Monday, 28 April 2014

New planning powers for councils against betting shops

More than four years since my first post about betting shops on this blog, and finally I read some vaguely good news about changes to planning powers. While the detail has still to be revealed, media reports suggest that planning law will be changed so that betting shops are classified separately to other 'financial' services, and local authorities will be given more power to refuse new betting shops where clustering is a concern.

Even four years ago Deptford High Street had six betting shops, but the subject of my post was the imminent loss of the Deptford Arms pub to Paddy Power. Within a very short time Paddy Power also took over the John Evelyn pub on Evelyn Street and turned that into another branch, presumably for those people incapable of staggering to any of the other three betting shops on the Evelyn triangle.

When the Halifax closed down its branch on Deptford High Street within weeks of Paddy Power's latest licence being granted, I predicted what would happen next; it was only due to a condition imposed when the previous planning application was granted that the planners were able to reject Betfred's attempts to open a branch in the empty unit. They had to reject it twice - Betfred was so determined to have its own branch on a street with so many that despite the first application being rejected, and the decision upheld by the Planning Inspectorate, they submitted a second application which was also rejected by the council and the Planning Inspectorate.

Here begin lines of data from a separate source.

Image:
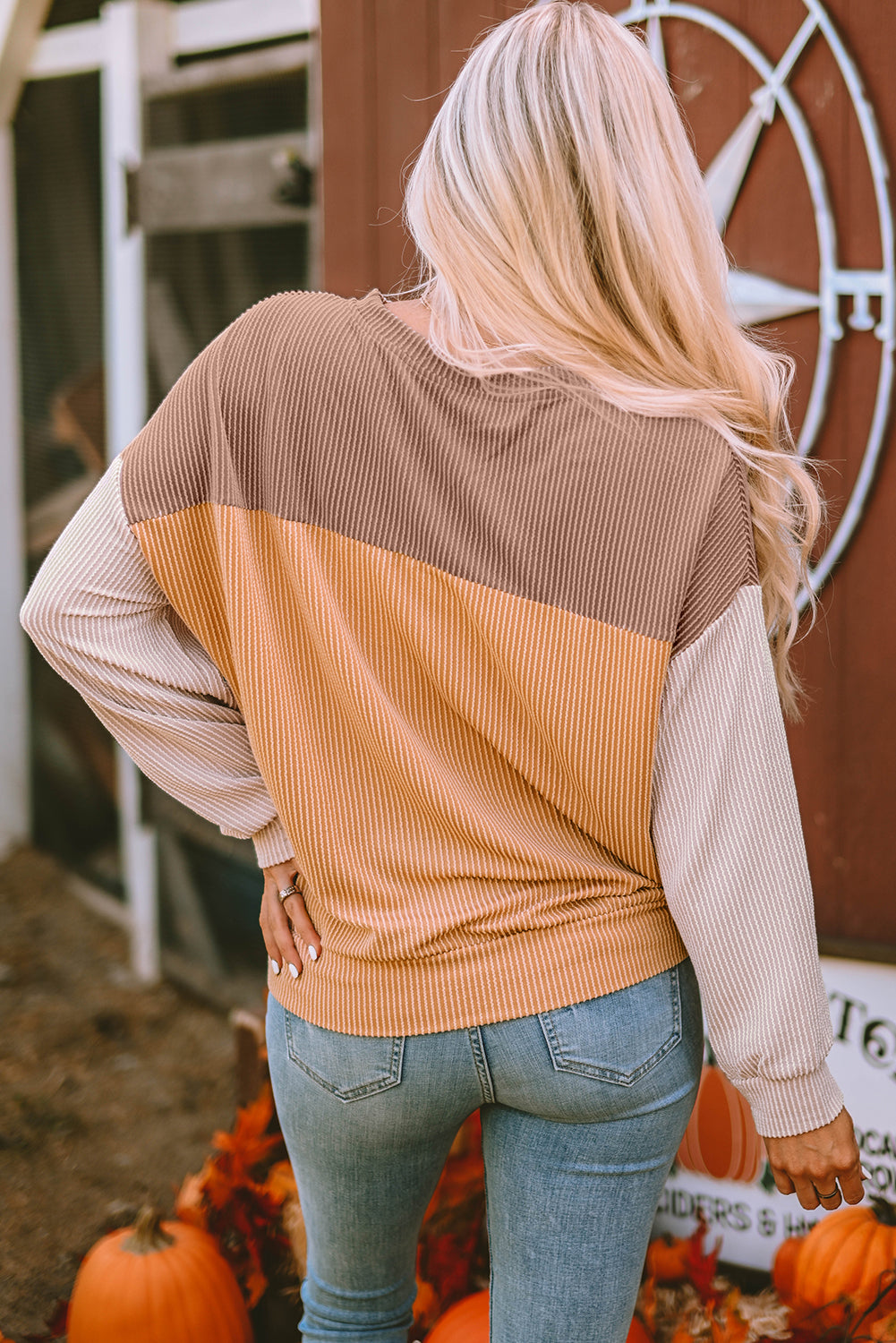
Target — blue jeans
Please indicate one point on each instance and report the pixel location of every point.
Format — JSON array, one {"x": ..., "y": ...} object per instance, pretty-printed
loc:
[{"x": 584, "y": 1109}]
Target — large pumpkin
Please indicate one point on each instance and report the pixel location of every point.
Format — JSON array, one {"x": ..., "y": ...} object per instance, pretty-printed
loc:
[
  {"x": 468, "y": 1322},
  {"x": 158, "y": 1283},
  {"x": 721, "y": 1138},
  {"x": 844, "y": 1264}
]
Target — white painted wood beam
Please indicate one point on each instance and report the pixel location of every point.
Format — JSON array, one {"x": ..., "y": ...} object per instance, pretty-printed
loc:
[
  {"x": 15, "y": 802},
  {"x": 21, "y": 23}
]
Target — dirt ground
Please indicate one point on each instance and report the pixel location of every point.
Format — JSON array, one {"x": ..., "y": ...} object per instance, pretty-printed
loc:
[{"x": 109, "y": 1092}]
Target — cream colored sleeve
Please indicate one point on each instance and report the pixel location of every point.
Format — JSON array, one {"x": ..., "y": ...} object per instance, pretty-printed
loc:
[
  {"x": 732, "y": 860},
  {"x": 98, "y": 617}
]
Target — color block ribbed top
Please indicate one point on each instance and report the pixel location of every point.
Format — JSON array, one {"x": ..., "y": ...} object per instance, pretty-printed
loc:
[{"x": 484, "y": 655}]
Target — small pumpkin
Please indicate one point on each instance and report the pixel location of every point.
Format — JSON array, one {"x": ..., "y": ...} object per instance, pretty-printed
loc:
[
  {"x": 721, "y": 1139},
  {"x": 468, "y": 1322},
  {"x": 884, "y": 1331},
  {"x": 465, "y": 1322},
  {"x": 158, "y": 1283},
  {"x": 847, "y": 1262},
  {"x": 783, "y": 1270},
  {"x": 668, "y": 1259}
]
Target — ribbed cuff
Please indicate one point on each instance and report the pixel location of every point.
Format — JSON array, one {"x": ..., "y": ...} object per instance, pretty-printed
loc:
[
  {"x": 273, "y": 843},
  {"x": 788, "y": 1106}
]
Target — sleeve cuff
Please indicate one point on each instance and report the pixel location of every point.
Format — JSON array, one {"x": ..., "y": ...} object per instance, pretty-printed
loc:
[
  {"x": 273, "y": 843},
  {"x": 790, "y": 1106}
]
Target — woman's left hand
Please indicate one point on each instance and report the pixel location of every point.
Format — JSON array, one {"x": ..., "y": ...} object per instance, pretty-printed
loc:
[{"x": 287, "y": 947}]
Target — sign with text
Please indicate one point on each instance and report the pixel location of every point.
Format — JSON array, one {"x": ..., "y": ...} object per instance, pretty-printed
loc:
[{"x": 743, "y": 1206}]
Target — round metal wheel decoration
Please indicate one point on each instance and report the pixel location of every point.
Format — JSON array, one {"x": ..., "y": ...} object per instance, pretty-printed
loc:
[{"x": 868, "y": 295}]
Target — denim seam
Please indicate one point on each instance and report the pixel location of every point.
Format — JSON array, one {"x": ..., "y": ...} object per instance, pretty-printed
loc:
[
  {"x": 611, "y": 1074},
  {"x": 378, "y": 1084},
  {"x": 487, "y": 1087}
]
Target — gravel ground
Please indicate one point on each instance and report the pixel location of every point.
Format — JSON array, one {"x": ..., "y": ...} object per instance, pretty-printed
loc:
[{"x": 109, "y": 1092}]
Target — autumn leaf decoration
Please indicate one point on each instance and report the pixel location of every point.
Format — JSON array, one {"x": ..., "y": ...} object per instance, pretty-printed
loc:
[
  {"x": 684, "y": 1300},
  {"x": 239, "y": 1197},
  {"x": 452, "y": 1257}
]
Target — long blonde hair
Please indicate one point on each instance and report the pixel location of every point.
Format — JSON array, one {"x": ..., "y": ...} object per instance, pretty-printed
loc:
[{"x": 560, "y": 218}]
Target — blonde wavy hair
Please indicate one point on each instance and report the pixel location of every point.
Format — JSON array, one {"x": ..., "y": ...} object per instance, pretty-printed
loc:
[{"x": 560, "y": 219}]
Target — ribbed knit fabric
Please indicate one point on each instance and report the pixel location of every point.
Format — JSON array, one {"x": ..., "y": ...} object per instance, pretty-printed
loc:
[{"x": 484, "y": 655}]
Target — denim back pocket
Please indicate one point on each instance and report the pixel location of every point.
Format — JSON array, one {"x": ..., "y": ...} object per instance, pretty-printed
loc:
[
  {"x": 348, "y": 1066},
  {"x": 617, "y": 1037}
]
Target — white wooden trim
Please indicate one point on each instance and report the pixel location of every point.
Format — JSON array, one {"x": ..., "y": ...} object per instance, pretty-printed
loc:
[
  {"x": 72, "y": 50},
  {"x": 196, "y": 26},
  {"x": 15, "y": 806},
  {"x": 21, "y": 21},
  {"x": 211, "y": 24},
  {"x": 125, "y": 27}
]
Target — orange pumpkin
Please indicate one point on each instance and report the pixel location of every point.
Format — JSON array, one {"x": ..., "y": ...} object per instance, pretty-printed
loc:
[
  {"x": 468, "y": 1322},
  {"x": 845, "y": 1264},
  {"x": 158, "y": 1283},
  {"x": 721, "y": 1138}
]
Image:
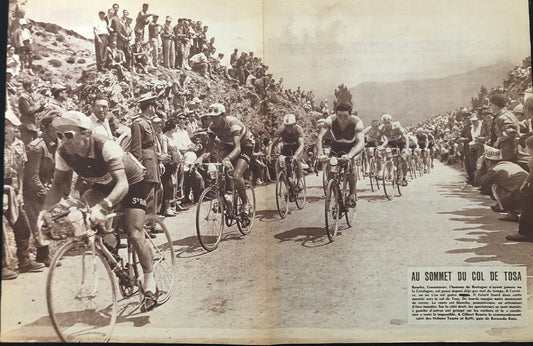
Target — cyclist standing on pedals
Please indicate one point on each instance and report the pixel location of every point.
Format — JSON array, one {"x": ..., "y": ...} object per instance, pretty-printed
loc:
[
  {"x": 347, "y": 137},
  {"x": 292, "y": 137},
  {"x": 237, "y": 148},
  {"x": 116, "y": 177},
  {"x": 397, "y": 138}
]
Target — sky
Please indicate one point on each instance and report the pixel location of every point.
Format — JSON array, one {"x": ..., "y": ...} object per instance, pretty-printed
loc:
[{"x": 319, "y": 44}]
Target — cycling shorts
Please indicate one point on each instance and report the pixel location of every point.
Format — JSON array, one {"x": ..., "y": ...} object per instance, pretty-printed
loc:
[
  {"x": 397, "y": 144},
  {"x": 134, "y": 199},
  {"x": 246, "y": 153}
]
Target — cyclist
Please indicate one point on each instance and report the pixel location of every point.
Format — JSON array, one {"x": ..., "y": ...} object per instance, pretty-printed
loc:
[
  {"x": 237, "y": 146},
  {"x": 397, "y": 138},
  {"x": 347, "y": 136},
  {"x": 424, "y": 143},
  {"x": 375, "y": 139},
  {"x": 292, "y": 138},
  {"x": 116, "y": 177}
]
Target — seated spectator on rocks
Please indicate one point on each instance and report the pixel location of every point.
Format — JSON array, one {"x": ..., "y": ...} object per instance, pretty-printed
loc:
[
  {"x": 504, "y": 179},
  {"x": 525, "y": 228},
  {"x": 115, "y": 59},
  {"x": 12, "y": 61},
  {"x": 200, "y": 64}
]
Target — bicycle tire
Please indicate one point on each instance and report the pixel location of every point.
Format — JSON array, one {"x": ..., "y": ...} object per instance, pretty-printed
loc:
[
  {"x": 245, "y": 224},
  {"x": 301, "y": 191},
  {"x": 332, "y": 214},
  {"x": 209, "y": 219},
  {"x": 282, "y": 195},
  {"x": 389, "y": 180},
  {"x": 164, "y": 260},
  {"x": 87, "y": 323}
]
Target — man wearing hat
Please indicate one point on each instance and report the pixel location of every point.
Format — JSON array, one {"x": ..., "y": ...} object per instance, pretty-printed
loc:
[
  {"x": 167, "y": 36},
  {"x": 154, "y": 30},
  {"x": 143, "y": 146},
  {"x": 28, "y": 109},
  {"x": 38, "y": 176},
  {"x": 116, "y": 177},
  {"x": 14, "y": 160}
]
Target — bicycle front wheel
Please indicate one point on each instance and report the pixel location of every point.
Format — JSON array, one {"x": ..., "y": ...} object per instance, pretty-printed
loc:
[
  {"x": 389, "y": 180},
  {"x": 209, "y": 219},
  {"x": 301, "y": 192},
  {"x": 245, "y": 223},
  {"x": 164, "y": 259},
  {"x": 81, "y": 294},
  {"x": 282, "y": 195},
  {"x": 332, "y": 210}
]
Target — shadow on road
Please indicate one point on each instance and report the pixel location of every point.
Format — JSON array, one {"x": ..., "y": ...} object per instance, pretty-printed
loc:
[
  {"x": 308, "y": 236},
  {"x": 485, "y": 233}
]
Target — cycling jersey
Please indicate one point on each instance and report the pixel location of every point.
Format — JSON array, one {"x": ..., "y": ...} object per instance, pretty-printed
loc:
[
  {"x": 343, "y": 140},
  {"x": 104, "y": 157},
  {"x": 231, "y": 128},
  {"x": 393, "y": 133}
]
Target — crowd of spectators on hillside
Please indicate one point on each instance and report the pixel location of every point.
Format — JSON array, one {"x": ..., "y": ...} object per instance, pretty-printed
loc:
[{"x": 493, "y": 142}]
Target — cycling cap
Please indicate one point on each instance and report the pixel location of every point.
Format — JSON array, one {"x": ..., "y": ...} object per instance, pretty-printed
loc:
[
  {"x": 289, "y": 119},
  {"x": 216, "y": 109},
  {"x": 386, "y": 117},
  {"x": 73, "y": 118}
]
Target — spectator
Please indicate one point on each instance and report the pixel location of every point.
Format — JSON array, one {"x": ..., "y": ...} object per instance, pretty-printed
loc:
[
  {"x": 168, "y": 37},
  {"x": 143, "y": 147},
  {"x": 115, "y": 59},
  {"x": 38, "y": 175},
  {"x": 200, "y": 64},
  {"x": 101, "y": 37},
  {"x": 14, "y": 159},
  {"x": 141, "y": 21},
  {"x": 24, "y": 41},
  {"x": 154, "y": 30},
  {"x": 12, "y": 61},
  {"x": 100, "y": 118}
]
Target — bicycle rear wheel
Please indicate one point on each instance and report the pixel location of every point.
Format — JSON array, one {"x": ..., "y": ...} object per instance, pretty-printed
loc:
[
  {"x": 164, "y": 260},
  {"x": 389, "y": 180},
  {"x": 81, "y": 294},
  {"x": 282, "y": 195},
  {"x": 301, "y": 191},
  {"x": 332, "y": 210},
  {"x": 245, "y": 223},
  {"x": 209, "y": 219}
]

Since then things have gone rather quiet - cynically I suspect it's nothing to do with the success of our campaign, rather the fact that there's been a dearth of shop units with suitable business classifications for the betting shops to target.

As it stands at the moment, betting shops come in the same business classification as banks, building societies and other financial services, so if a bank closes down, the betting shop does not need to apply for any 'change of use' permission to use the same shop unit. Likewise if a pub closes, betting shops can move into those premises at the drop of a hat.

From what I'm reading, betting shops will be given a separate use class and hence will have to apply to convert old banks, pubs etc into new betting shops. And if councils are able to use the argument of 'clustering' of betting shops as a reason to reject an application, so much the better.



Any change to the law can't come soon enough - the Harp of Erin at the bottom of the high street has been closed for some time now, and many locals fear that we will be seeing it reopen as a betting shop before too long.

5 comments:

Bill Ellson said...

"it was only due to an unusual clause in the original lease for the building society that the planners were able to reject Betfred's attempts to open a branch in the empty unit."

No, it was because of the diligence of an unknown LB Lewisham town planner in the early 1970s, who imposed a condition that effectively meant if it ceased to be a building society then it reverted to retail use.

vesper said...

@Bill Ellson

Good to see you again last Friday at Deptford Town Hall for the 'Turning the tide' event.

I was sorry that you left and didn't take part in the workshop, one of the artists told me on the bus home that you laughed when one of the male academics claimed that it was Margaret Thatcher who gave London the Thames Barrier, and saved Deptford from the recent high tides.

I recently suggested to the President of the ICE that we make a film about the construction of the Thames Barrier. My father Roy John Hobson of Deptford was the piling foreman for Murphys who were the on-site foundation engineers and contractors for the barrier.

I have also alerted the London Irish community to the plight of the Harp of Erin, and I have suggested that after the recent Presidential visit by Michael D Higgins, that an Irish contractor orientated regeneration of the Harp would dovetail nicely with the regeneration of Convoys Wharf.

Another betting shop?... Our Lady of the Assumption pray for us!

In XtO "Vesper" aka ROY HOBSON CInstCES 1990, RICS 1984 (resigned 1989), Grad Dipl QS 1981

Deptford Dame said...

Thanks for the clarification Bill, I've amended the entry. I confess I was too lazy to look it up properly when I wrote the post...

Anonymous said...

Yes, the Dame was too lazy to even acknowledge the origins of "our campaign" which resided not with her, but with Crosswhatfields and the fight against Betfred.

No matter, we appreciated the cache of her inflated following.

It was in fact reports written by Sue Lawes, one of our blog authors, that were used by Dame Joan Ruddock in her own fight in parliament. That full-on unpublished report about the betting industry was referred to in Hansard.

All the way through, the Dame advised we stick to Planning rules.

Some of us gave up a large amount of our time and went a bit further to make a difference.

Allen said...

What is scary is that the pub has been sold... God knows who too.